Indexing the Works of Shakespeare in ElasticSearch – Part 3, Sending the Lines to Kinesis

Full source code available here.

In this, the third part of the series, I show how to read from the Shakespeare CSV file where each row represents a line from a play, (download here), and send these lines to Kinesis. The lambda in AWS will pick up the lines from Kinesis and forward them to ElasticSearch for indexing.

You need to configure the script to point to your ElasticSearch server (line 4) and to the Kinesis stream (line 97);

The script itself is fairly simple, it checks if the ElasticSearch index for the plays already exists, if not, it creates one using the mapping document provided.

Next, it reads from the CSV file and, row by row, converts the lines line from the play to Kinesis records and sends them to Kinesis.

I could have written a script that sends the lines directly to ElasticSearch, but there are a few drawbacks –

  1. If I have a small ElasticSearch servers (as is the case if you are following along from part 1 where I used Pulumi to setup the infrastructure), sending tens of thousands of index requests directly to ElasticSearch could overwhelm it, I have manged to do this a few times. To alleviate this, I could send in bulk, but I wanted to something with one more added piece of resilience – retries.
  2. If ElasticSearch is temporarily down or there is a networking issue, Kinesis and the lambda will retry the indexing request to ElasticSearch. This is taken care of out of the box, all I had to do was specify how many retries should be performed by the lambda.

The lambda and this code are coupled to an ElasticSearch index named “Shakespeare”, but it would be a simple thing to break this. In the code below, all you would need to do is add an index name to the kinesisRecord, and in the lambda, pass this name to the bulk indexing function (see part 2 for the code).

Unzip the attached file and run this to install the necessary modules –

npm install

This will look at the packages.json file and download what is needed.

Below is the code needed to send the rows of the CSV to Kinesis (this is included in the zip).
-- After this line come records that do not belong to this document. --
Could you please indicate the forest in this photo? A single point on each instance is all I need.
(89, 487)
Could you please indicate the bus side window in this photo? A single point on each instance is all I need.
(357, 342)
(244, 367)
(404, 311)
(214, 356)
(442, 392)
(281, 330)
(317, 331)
const AWS = require('aws-sdk');
const { Client } = require('@elastic/elasticsearch');
const elasticSearchClient = new Client({
    node: "https://your elastic search server"
});

const csv=require('csvtojson');
const awsRegion = 'us-east-1';

let kinesis = new AWS.Kinesis({region: awsRegion});

function readCSVAndSendToKinesis(streamName){
    csv({delimiter:';'})
    .fromFile('./shakespeare_plays_small.csv')
    .then((json) => {
        json.forEach((row) =>
        {   
            sendEntryToKinesisStream(row, streamName);
        });
    })
}

//read the file, foreach over and pass to sendEntryToKinesisStream
function sendEntryToKinesisStream(entry, streamName){
    var kinesisRecord = {
        Data: JSON.stringify(entry),
        PartitionKey: entry.Id.toString(),
        StreamName: streamName
    };
    kinesis.putRecord(kinesisRecord, function (err, data){
        if(err){
            console.log('ERROR ' + err);
        }
        else {
            console.log(entry.Id + ' added to Kinesis stream');
        }
    });
}

async function createIndexIfNotExists(indexName) {
    let result = await elasticSearchClient.indices.exists({
        index: indexName
    });
    if (result.body === true) {
        console.log(indexName + ' already exists');
    } else {
        console.log(indexName + ' will be created');
        await createIndex(indexName);
    }
}

async function createIndex(indexName) {
    let result = await elasticSearchClient.indices.create({
        index: indexName,
        body: {
            "mappings": {
                "properties": {
                    "Id": {
                        "type": "integer"
                    },
                    "play": {
                        "type": "text",
                        "fields": {
                            "raw": {
                                "type": "keyword" 
                            }
                        }
                    },
                    "characterLineNumber": {
                        "type": "integer"
                    },
                    "actSceneLine": {
                        "type": "text"
                    },
                    "character": {
                        "type": "text",
                        "fields": {
                            "raw": {
                                "type": "keyword"
                            }
                        }
                    },
                    "line": {
                        "type": "text"
                    },
                }
            }
        }
    });
    console.log(result.statusCode);
}

async function seed(indexName, streamName) {
    await createIndexIfNotExists(indexName);
    readCSVAndSendToKinesis(streamName);
}

seed("shakespeare", "you kinesis stream name");

That’s it, now you have infrastructure as code, a lambda to bulk index in ElasticSearch, and a small application to send data to Kinesis. All that’s left is to add an API to perform a search, I have done this before using HttpClient as shown in this post, but in the next post I’m going to use and ElasticSearch client to for .NET to perform the search.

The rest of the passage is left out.